Biomedical Computing Information Group BCIG

 

BCIG SPEAKER EVENT: “Musings by a Statistician: What every Computer Scientist and Biomedical Researcher Should Know about Statistics but are Afraid to Ask”

Clinical Center (Building 10) Medical Board Room (Room 2C116)

- view the seminar archive

ABSTRACT: The clash and blend of bench experimental design and clinical study design; the end of hypothesis testing. What do large and small data mean? Over the years of dealing with studies and their data that range from microarrays to proteomics to fMRI, the same issues have arisen. Where variance can cause problems, what types of statistical analyses should be done using what data, and the number of samples needed come up over and over again. Different professional languages, same goal, different rules we are taught to do research by, what happens in the end? When is a pilot just a pilot, and what do you want when you make the nightly news anyway?
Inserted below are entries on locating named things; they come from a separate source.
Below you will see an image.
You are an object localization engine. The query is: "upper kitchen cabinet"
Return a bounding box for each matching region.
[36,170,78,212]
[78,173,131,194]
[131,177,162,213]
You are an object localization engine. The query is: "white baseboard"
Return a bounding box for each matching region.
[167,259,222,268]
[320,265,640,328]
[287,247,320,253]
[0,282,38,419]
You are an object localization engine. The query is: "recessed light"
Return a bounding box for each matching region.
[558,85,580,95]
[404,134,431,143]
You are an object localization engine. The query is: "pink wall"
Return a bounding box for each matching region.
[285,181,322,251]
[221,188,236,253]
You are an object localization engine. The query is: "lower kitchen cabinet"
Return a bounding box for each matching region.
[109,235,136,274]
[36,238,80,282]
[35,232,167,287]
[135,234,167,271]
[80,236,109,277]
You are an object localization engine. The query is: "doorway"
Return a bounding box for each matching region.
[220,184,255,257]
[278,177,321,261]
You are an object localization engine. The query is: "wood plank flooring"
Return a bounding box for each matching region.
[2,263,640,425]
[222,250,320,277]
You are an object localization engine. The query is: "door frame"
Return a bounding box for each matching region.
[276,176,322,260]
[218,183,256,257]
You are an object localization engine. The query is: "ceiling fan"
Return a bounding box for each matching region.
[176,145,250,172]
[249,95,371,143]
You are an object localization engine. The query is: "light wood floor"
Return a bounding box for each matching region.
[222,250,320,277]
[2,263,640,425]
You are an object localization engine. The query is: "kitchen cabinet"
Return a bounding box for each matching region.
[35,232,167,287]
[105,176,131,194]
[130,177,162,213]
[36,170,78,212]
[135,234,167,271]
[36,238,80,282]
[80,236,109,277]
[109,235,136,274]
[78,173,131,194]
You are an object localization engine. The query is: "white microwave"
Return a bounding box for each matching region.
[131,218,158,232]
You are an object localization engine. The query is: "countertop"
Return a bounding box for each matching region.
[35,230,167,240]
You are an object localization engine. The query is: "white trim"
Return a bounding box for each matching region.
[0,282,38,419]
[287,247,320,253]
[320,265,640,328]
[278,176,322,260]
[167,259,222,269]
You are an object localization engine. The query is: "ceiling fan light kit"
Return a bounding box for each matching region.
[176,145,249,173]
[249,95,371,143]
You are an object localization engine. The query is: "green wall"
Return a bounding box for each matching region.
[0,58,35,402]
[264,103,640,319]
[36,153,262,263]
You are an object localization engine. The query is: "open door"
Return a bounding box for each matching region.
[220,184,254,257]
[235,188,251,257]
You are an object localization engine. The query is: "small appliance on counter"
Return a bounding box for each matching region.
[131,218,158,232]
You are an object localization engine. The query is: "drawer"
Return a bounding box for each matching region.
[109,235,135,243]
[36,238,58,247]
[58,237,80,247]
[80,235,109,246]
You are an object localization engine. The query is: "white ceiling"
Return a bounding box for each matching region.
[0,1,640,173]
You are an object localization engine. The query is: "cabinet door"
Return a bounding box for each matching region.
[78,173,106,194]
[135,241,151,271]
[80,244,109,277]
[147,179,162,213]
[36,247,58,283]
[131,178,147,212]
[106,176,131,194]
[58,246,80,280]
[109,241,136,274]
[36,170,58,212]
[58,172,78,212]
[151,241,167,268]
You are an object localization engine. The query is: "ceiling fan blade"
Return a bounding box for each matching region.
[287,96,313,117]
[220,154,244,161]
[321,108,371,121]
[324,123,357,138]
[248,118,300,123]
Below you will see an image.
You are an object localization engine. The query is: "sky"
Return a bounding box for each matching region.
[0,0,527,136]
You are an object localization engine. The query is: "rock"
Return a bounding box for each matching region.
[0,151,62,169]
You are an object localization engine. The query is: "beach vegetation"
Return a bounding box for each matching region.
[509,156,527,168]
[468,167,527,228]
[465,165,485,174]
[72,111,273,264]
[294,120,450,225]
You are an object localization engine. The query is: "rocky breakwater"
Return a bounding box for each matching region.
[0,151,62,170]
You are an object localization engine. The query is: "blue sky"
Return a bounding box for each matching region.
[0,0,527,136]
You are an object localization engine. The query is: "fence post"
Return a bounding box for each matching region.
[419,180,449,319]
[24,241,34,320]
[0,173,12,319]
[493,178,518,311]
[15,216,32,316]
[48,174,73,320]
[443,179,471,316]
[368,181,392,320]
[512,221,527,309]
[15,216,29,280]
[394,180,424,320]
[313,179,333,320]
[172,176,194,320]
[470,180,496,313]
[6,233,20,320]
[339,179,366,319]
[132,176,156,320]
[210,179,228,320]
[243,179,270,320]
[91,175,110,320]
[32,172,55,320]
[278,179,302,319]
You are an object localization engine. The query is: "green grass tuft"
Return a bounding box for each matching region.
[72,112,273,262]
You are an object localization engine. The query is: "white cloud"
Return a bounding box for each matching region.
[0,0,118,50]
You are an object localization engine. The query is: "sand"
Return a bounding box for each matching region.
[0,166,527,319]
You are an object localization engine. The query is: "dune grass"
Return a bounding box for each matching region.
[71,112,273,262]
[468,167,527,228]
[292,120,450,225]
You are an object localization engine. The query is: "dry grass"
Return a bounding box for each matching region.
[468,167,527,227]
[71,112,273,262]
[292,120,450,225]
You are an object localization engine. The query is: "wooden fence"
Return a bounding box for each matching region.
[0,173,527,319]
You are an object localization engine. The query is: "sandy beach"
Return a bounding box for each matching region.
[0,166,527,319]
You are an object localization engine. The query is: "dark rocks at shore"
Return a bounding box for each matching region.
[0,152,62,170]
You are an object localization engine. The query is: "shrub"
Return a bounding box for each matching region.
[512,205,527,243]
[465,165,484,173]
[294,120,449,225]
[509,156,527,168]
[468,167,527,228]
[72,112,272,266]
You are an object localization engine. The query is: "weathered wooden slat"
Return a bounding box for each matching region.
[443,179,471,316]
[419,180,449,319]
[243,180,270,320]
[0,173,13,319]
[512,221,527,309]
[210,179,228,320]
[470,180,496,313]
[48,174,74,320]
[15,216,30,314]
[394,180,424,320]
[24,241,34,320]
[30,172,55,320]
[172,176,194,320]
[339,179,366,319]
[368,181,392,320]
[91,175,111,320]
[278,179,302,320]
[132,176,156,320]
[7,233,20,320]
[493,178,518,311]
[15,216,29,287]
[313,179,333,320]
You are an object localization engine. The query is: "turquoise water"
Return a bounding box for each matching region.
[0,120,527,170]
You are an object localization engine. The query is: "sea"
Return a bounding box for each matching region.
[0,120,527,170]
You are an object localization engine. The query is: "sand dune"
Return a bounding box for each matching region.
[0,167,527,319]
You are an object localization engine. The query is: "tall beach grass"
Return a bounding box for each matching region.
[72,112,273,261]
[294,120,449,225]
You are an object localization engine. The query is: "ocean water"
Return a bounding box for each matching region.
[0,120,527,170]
3:30 - 5:00 pm September 11, 2008

Dr. Laura Lee Johnson is the statistician for the National Institutes of Health’s National Center for Complementary and Alternative Medicine (NCCAM). She has extensive experience and expertise in the design and conduct of clinical trials, both in complementary and alternative medicine and cancer, ranging from small laboratory experiments to Phase III randomized clinical trials. In her current position at NCCAM she works with extramural grantees through the Office of Clinical and Regulatory Affairs, oversees the statistical needs of the NCCAM intramural program, and develops dose ranging and whole systems study designs for CAM modalities. She is the NCCAM liaison and project team member for two NIH Roadmap Initiatives: PROMIS, the Patient Reported Outcomes Measurement Information System, and the Clinical and Translational Science Award (CTSA) Informatics and Biostatistics/Epidemiology/Research Design groups. She has developed analysis techniques for analyzing quality of life data in end of life patient populations. Dr. Johnson received her Ph.D. in Biostatistics from the University of Washington in Seattle where she taught introductory biostatistics to clinical fellows and currently teaches as a part of the NIH course Introduction to the Principles and Practices of Clinical Research. She likes big data on lots of people!